Herança de Pimentel ainda assombra PT de Minas e cobra preço em 2026
Avaliação de algumas figuras do PT mineiro é de que uma candidatura sem a "estrela do PT" tem mais chances de ganhar o estado de Minas
Belo Horizonte – O receio da ex-prefeita de Contagem Marília Campos e de parte do Partido dos Trabalhadores (PT) mineiro em lançar uma candidatura própria ao governo de Minas Gerais é fruto de um “Efeito Pimentel”, em referência a Fernando Pimentel, que comandou o estado de 2015 a 2018, mas que acabou não avançando nem para o segundo turno na disputa à reeleição e deixou o cargo com uma alta taxa de reprovação.
O caso se tornou uma questão dentro da legenda, com essa “herança” de Pimentel assombrando o partido até hoje e dificultando a construção de um palanque competitivo para a campanha de Lula à reeleição.
Os petistas ainda acreditam que os atrasos de salário e na entrega de obras não foram culpa de Pimentel, mas o fato é que a pecha foi colada na sua gestão e foi ferrenhamente explorada por adversários, principalmente o ex-governador Romeu Zema (Novo).
“O Zema ficou oito anos jogando a culpa de tudo que era ruim ou que dava errado no governo dele no Pimentel”, lamentou um filiado, que admite que a estratégia funcionou e ainda cobra um preço dos petistas.
Com a derrota traumática em 2018, a sigla deixou de lado a construção de um nome viável para a disputa ao Executivo nos pleitos que se seguiram.

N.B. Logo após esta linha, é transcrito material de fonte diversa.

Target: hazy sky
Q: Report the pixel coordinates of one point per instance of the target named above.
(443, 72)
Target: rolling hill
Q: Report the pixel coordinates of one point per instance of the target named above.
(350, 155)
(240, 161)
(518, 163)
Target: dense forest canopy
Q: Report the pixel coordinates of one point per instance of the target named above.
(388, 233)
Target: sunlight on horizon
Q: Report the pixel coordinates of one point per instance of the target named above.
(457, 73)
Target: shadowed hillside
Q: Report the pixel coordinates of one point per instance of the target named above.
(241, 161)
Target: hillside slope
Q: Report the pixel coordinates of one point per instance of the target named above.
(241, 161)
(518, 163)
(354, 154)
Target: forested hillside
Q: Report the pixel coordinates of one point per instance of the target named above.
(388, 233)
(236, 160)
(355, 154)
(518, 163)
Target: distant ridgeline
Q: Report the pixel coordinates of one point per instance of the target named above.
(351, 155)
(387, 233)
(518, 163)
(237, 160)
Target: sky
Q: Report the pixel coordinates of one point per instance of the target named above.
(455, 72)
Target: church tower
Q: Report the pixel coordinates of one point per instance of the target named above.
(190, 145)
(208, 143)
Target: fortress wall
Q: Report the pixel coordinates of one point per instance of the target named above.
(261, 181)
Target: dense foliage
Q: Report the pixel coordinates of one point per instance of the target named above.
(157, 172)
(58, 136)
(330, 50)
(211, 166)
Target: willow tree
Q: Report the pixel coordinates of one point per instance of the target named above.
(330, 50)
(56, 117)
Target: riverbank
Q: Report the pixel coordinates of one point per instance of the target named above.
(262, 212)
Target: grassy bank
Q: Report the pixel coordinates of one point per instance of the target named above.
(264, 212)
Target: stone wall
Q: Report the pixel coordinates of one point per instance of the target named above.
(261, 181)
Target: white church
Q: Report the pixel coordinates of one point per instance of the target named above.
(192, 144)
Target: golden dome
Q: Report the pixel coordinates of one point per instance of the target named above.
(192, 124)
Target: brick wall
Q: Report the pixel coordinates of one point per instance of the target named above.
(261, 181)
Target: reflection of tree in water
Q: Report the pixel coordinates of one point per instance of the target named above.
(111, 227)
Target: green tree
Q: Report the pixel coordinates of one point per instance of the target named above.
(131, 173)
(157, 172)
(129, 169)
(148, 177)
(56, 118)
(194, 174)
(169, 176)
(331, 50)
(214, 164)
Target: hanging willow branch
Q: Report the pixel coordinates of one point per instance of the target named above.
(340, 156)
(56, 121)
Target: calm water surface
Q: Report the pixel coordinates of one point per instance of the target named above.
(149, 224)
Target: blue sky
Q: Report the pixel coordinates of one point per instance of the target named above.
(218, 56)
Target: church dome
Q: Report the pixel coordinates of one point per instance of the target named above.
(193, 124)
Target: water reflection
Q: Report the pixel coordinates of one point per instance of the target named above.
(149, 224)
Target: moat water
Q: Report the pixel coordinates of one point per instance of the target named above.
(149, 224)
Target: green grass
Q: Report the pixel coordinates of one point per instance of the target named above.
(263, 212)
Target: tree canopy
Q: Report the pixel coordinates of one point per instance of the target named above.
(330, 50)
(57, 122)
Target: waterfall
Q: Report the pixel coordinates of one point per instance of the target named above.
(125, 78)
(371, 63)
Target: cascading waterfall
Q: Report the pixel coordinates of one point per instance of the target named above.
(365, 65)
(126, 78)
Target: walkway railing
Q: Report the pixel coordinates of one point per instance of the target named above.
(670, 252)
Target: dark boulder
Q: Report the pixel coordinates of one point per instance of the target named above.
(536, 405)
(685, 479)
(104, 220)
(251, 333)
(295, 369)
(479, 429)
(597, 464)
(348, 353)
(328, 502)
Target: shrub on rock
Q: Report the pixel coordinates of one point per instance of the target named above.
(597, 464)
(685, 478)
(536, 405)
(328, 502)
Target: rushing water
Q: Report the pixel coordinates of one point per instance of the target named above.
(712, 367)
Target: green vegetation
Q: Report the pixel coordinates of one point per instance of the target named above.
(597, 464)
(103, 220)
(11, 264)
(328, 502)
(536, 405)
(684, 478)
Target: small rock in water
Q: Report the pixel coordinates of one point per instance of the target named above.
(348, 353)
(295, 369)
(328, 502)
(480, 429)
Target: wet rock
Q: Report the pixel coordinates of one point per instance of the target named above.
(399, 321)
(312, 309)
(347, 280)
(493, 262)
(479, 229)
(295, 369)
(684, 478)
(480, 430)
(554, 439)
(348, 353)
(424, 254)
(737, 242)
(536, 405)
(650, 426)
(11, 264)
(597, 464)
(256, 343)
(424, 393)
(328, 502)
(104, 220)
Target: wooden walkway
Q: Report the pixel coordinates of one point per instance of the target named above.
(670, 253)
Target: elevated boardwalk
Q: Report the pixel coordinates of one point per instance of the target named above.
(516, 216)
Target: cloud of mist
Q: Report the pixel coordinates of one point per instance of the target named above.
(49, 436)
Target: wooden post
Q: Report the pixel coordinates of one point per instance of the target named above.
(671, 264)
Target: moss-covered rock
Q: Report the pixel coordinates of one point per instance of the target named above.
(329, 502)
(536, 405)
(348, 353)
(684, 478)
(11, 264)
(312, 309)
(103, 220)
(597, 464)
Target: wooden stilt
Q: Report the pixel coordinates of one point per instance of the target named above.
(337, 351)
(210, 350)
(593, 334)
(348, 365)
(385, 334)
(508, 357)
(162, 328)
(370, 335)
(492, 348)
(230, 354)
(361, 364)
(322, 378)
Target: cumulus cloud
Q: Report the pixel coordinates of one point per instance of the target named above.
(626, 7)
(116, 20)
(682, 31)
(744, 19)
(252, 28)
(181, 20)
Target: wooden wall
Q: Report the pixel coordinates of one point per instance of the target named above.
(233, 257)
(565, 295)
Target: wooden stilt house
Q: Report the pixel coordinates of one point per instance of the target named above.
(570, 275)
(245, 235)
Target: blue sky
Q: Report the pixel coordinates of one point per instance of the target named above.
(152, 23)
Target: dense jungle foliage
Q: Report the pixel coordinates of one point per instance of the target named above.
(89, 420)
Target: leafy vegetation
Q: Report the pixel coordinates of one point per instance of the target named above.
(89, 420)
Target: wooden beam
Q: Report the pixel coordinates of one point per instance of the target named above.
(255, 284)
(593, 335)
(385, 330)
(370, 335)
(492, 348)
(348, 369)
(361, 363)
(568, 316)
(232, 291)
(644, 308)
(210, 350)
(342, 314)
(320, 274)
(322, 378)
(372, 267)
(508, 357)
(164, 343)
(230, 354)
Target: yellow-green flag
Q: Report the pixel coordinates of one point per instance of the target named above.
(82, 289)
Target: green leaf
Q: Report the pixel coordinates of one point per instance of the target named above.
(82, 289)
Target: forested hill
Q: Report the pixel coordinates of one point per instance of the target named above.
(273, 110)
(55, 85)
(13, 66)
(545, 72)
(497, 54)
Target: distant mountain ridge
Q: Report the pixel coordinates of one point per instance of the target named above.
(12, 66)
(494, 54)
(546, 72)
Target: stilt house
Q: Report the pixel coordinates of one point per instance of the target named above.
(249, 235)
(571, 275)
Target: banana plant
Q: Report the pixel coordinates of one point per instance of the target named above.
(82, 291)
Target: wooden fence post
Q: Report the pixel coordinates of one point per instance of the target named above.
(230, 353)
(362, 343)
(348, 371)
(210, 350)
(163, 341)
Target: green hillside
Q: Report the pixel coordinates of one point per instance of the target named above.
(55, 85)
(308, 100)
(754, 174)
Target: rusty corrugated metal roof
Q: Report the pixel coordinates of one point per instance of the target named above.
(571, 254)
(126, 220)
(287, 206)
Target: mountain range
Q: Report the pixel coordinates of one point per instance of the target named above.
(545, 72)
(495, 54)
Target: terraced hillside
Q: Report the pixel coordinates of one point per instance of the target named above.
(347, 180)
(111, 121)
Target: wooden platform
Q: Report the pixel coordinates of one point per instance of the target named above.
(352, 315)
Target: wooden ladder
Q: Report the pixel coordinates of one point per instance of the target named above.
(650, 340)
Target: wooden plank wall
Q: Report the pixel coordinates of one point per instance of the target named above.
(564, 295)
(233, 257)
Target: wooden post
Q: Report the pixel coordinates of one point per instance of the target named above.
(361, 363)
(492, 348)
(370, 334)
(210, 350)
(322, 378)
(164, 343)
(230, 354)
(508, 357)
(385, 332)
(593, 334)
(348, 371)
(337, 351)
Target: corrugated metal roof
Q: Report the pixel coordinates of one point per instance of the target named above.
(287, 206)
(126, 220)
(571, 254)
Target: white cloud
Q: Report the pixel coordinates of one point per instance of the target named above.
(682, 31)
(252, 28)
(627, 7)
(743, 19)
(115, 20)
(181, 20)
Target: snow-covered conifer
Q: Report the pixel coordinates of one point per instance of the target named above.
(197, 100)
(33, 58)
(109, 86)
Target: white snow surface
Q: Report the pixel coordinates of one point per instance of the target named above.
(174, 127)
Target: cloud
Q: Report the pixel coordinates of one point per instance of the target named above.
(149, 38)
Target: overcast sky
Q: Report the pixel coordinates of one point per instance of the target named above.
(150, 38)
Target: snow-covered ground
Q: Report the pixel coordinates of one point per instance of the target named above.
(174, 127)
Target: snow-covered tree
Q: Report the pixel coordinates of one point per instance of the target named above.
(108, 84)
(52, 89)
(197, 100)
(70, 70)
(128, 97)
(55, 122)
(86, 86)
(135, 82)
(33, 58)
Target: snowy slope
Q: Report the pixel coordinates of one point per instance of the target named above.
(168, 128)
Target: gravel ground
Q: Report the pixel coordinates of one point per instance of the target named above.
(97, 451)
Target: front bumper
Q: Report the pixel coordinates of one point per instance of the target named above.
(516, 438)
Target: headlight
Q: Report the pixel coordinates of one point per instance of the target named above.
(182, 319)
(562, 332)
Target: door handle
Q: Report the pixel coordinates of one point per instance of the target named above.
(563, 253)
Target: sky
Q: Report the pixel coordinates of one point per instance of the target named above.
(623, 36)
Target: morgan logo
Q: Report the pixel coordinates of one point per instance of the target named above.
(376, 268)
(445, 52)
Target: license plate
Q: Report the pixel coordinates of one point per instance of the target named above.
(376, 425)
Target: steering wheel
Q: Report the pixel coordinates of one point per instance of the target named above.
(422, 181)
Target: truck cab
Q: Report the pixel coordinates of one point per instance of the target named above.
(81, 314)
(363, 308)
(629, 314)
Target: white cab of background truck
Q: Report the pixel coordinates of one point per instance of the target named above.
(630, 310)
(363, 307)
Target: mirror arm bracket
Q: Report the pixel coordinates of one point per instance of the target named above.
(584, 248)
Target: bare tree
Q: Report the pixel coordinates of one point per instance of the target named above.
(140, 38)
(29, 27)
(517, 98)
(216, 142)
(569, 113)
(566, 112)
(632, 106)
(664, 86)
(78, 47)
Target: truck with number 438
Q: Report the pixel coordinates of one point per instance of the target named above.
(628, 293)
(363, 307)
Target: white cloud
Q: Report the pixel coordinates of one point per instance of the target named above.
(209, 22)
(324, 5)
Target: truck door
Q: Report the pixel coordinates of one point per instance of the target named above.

A medida, segundo uma fonte interna, foi motivada por resultados ruins dos quadros petistas na disputa de 2022, o que abriu espaço para uma aliança com o ex-prefeito de Belo Horizonte Alexandre Kalil (PDT), e acabou não ocorrendo até agora.
Apesar de Marília Campos ter aparecido com mais de 20% numa pesquisa interna recente, seguida dos deputados Rogério Correia e Reginaldo Lopes, ambos com pouco mais de 10% das intenções de voto, o entendimento é de que a situação ainda tem poder de afetar a disputa.
Campanha da Marília
A campanha de Marília Campos afirmou que, devido à última experiência do partido no Palácio Tiradentes, é mais prudente que busque uma frente ampla junto a outras legendas e apoie alguém de fora da federação PT, PV e PCdoB.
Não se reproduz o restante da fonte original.